Owen Cobb 1:30 p.m., Dec. 11
What's Wall Street Worth? Little, If Anything
John Cassidy of the New Yorker has an excellent piece in the Nov. 29 edition, titled "What Good Is Wall Street?" Cassidy answers the question with well-constructed logic: Wall Street is worth little. Wall Street will claim that it finances new business. But only 13% of Goldman Sachs's business is financing new business, while 63% is trading. Cassidy quotes a financial industry realist who says that most of what Wall Street does could be eliminated "without doing any damage to the economy." Up to 1980, compensation on Wall Street was roughly the same as in other industries. Now that compensation is up 60%, as the number of money-shufflers has risen from 5 million to 7.5 million. Although volume in credit default swaps, those poisonous derivates, has dropped steeply, the "insidious culture tat allowed Wall Street firms to peddle securities of dubious value to pension funds and charitable endowments remains largely in place," writes Cassidy.

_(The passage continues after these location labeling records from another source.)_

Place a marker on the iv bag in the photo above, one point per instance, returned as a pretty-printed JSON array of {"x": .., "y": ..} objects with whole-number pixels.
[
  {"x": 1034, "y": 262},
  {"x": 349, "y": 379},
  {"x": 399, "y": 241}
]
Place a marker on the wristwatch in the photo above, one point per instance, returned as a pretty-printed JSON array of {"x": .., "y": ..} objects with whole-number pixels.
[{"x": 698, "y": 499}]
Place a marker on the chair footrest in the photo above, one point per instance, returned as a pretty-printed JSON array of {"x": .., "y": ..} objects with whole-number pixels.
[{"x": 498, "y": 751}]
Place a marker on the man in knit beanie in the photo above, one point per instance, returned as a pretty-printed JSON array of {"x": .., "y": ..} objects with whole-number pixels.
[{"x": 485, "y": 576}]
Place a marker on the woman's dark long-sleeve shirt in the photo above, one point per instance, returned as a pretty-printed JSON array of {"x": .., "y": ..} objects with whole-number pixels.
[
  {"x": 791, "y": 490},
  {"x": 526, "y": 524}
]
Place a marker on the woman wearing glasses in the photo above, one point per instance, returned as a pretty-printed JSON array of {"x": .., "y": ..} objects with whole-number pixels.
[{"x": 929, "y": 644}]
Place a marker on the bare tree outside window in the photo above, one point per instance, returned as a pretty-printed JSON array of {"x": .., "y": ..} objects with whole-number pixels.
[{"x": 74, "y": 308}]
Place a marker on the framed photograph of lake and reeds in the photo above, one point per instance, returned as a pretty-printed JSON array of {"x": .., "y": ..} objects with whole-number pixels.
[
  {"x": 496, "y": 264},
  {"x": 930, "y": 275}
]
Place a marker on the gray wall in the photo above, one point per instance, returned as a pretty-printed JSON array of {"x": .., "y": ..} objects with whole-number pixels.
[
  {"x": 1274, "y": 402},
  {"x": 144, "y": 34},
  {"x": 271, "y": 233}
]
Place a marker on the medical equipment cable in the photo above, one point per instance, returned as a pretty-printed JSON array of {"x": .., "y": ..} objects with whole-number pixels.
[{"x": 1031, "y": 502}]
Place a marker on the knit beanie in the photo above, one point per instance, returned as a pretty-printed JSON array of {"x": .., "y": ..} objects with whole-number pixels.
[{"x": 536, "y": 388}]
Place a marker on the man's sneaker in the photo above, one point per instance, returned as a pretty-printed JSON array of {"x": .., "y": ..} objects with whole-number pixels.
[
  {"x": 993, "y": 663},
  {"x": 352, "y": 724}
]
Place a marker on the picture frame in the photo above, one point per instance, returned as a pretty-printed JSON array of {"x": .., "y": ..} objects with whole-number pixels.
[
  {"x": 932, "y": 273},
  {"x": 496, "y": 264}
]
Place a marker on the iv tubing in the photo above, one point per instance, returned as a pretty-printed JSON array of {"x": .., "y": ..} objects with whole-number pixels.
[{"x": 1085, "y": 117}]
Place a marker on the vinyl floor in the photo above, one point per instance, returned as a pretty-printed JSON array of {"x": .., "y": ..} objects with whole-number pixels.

He wraps up this splendid piece: "For a long time economists and policymakers have accepted the financial industry's appraisal of its own worth, ignoring the market failures and other pathologies that plague it." He does NOT, however, touch on the obvious: most of those economists work directly or indirectly for the financial industry, and policymakers (Congress) are in the pocket of Wall Street.